Intramolecular interaction of the N-terminal 405 amino acid fragment with a central region of Dna2 located between the endonuclease and ATPase domains. (A) Restriction enzyme sites in the yeast DNA2 open reading frame that were used to construct plasmids for yeast two-hybrid analyses. The numbers in parentheses indicate the nucleotide position of each restriction enzyme. The bold bars indicate the fragments cloned into yeast two-hybrid vectors. The B fragment containing the N-terminal 405 amino acids was used as bait. The fragments indicated by the numbers 1–6 were used as prey. (B) Yeast two-hybrid analyses. Cells harboring the bait vector were transformed with six different prey vectors (indicated by the numbers 1–6). The transformants obtained were streaked onto synthetic dropout (SD) minimal medium lacking l-histidine and examined for their ability to grow in the presence of 30 mM 3-aminotriazole.

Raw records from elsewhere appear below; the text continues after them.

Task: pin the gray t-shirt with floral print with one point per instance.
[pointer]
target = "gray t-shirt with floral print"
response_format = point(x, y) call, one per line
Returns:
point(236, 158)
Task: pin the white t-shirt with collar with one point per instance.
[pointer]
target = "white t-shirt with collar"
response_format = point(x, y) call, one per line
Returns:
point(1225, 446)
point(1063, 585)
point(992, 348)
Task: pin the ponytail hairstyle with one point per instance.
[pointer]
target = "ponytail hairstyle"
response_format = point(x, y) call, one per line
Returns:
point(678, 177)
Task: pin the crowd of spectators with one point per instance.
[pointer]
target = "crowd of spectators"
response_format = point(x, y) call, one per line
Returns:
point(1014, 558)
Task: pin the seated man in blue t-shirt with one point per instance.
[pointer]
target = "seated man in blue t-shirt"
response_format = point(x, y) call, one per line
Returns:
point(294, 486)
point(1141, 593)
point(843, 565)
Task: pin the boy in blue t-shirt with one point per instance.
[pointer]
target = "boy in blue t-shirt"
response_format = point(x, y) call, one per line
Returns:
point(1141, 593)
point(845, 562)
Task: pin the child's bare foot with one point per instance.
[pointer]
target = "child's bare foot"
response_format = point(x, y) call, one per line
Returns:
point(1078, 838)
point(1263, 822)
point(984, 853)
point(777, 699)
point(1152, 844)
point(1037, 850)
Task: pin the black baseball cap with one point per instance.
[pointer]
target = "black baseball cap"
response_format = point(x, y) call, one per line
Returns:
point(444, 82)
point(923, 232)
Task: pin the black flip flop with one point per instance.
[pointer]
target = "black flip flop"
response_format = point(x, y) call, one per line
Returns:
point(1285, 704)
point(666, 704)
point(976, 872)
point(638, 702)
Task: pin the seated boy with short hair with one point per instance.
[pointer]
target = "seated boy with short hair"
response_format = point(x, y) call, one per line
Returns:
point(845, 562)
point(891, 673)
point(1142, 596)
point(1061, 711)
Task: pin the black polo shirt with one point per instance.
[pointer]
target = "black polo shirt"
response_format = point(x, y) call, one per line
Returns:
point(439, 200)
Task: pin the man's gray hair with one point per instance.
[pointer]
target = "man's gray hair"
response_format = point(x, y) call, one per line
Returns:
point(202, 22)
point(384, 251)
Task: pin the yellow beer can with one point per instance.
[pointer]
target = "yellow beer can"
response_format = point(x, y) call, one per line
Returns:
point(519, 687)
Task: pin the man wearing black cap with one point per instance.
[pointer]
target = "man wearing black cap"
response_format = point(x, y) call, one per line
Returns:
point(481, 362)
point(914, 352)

Yeast cells harboring the prey vector (pACT2) were used as a negative control (indicated by N). P indicates a positive control provided by the manufacturer to show the interaction between simian virus 40 T antigen and p53. (C) Physical interaction between HX-Dna2N and HX-Dna2Δ405N detected by surface plasmon resonance analysis. The rate of increase in ΔRU, the change in refractory index units (RU), after injection of solutions containing equimolar concentrations of wild-type HX-Dna2 (100 µg/ml; thin line), HX-Dna2 Δ405N (70 µg/ml; thick line) and BSA (250 µg/ml; dotted line) onto a Biosensor chip with immobilized HX-Dna2N is plotted. The arrow indicates the time point (∼25 s after starting washing the chip with a buffer containing no protein) at which stable ΔRU values (200 for Dna2Δ405N and 150 for Dna2) were measured.

Figure 8

A model of the domain structure of Dna2 and its possible mode of regulation. In this model Dna2 consists of three main domains: one potential regulatory domain (indicated by R) and two catalytic domains (indicated by N and H) for endonuclease and ATPase/helicase activities, respectively. The N- and C-termini of Dna2 are indicated by N and C, respectively. IDL denotes the interdomain loop that connects the two catalytic domains. The small circle in the left upper corner of the endonuclease domain denotes the position of amino acid 405 of Dna2. (1) The N-terminal regulatory domain suppresses enzyme activity when it is associated intramolecularly with the region between the two catalytic domains of Dna2. (2) Subtilisin treatment destroys the N-terminal 45 kDa regulatory domain and the interdomain loop. This digestion changes the overall shape of Dna2 from a prolate to a spherical molecule. Removal of the regulatory domain is accompanied by a conformational change in the catalytic domains, increasing the enzymatic activities of Dna2. (3) The N-terminal domain is a target for regulation and is displaced by other proteins (indicated by molecules X and Y) through protein–protein interactions in two different modes, as depicted. This interaction not only activates the enzymatic activities of Dna2 by inducing a conformational change in the catalytic domains, but might also target the enzyme to the location where Okazaki fragment processing occurs.